Per porre rimedio al problema, da qualche anno si parla di implantologia, un’alternativa alle classiche protesi fisse o mobili che consente di ripristinare la piena funzionalità dell’apparato masticatorio: è soprattutto negli ultimi dieci anni che questa tecnica ha fatto passi da gigante in termini di strumenti e soluzioni innovative, per cui sempre più pazienti vi ricorrono con fiducia e successo.
Una soluzione efficace
Spesso si sente parlare di “rigetto” degli impianti da parte dell’organismo, ma si tratta di una terminologia poco corretta, che fino a qualche anno fa veniva associata alla mancanza di osteointegrazione per la scarsa qualità dei materiali utilizzati o per la poca esperienza di chi effettuava l’intervento.
«Oggi, invece, si parla più frequentemente di malattia perimplantare, legata all’insorgenza di eventi batterici», descrive il professor Cappellin. «Per evitare la possibile perdita di un impianto, infatti, è indispensabile seguire una corretta igiene orale, effettuare controlli periodici e attenersi alle indicazioni del dentista per favorire la completa guarigione».
L’importante è affidarsi a un professionista serio, esperto in implantologia e rigenerazione ossea.

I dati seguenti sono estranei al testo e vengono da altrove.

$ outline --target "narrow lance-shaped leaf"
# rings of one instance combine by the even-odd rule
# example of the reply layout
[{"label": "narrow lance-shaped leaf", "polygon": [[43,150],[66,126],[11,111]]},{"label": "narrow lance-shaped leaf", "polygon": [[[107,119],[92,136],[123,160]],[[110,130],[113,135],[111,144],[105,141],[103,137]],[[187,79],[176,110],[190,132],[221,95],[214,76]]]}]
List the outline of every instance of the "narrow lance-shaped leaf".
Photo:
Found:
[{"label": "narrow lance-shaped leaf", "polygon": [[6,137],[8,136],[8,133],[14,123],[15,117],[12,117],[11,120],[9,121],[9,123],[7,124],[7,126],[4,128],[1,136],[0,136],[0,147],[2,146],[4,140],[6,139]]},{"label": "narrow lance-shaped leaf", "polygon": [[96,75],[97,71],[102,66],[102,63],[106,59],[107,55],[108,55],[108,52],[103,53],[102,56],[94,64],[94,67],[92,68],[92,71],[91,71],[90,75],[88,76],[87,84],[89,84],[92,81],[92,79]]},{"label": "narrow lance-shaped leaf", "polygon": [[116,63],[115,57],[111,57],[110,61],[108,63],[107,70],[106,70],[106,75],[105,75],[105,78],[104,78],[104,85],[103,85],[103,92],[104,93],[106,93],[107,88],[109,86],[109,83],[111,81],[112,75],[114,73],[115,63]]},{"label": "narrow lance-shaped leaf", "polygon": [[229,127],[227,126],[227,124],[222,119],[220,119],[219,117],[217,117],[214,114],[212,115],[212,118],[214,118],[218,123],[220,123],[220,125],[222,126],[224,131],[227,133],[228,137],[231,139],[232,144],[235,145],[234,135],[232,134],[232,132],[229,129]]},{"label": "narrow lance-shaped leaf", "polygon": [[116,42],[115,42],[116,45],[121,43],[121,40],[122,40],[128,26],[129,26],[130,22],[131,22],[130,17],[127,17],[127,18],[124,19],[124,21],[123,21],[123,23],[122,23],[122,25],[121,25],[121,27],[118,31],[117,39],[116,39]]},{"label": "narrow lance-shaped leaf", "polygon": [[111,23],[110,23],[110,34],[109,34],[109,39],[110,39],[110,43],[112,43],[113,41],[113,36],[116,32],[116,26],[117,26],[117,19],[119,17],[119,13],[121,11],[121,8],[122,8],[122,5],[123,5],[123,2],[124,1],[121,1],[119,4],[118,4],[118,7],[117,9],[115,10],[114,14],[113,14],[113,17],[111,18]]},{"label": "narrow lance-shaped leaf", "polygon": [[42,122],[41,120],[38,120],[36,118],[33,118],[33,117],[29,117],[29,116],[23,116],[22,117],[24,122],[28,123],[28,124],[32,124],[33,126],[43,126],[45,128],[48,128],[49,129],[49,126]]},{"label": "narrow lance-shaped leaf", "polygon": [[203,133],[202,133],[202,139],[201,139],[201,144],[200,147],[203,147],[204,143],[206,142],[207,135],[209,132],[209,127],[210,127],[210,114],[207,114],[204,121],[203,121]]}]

In aiuto vengono alcuni siti: Associazione nazionale dentisti italiani, Associazione italiana odontoiatri, Società italiana di chirurgia maxillo-facciale e l’Ordine dei Medici chirurghi e degli Odontoiatri della propria provincia di residenza. Sui vari portali sono disponibili informazioni utili o, quanto meno, dei contatti generali a cui fare riferimento per ricevere consigli e indicazioni.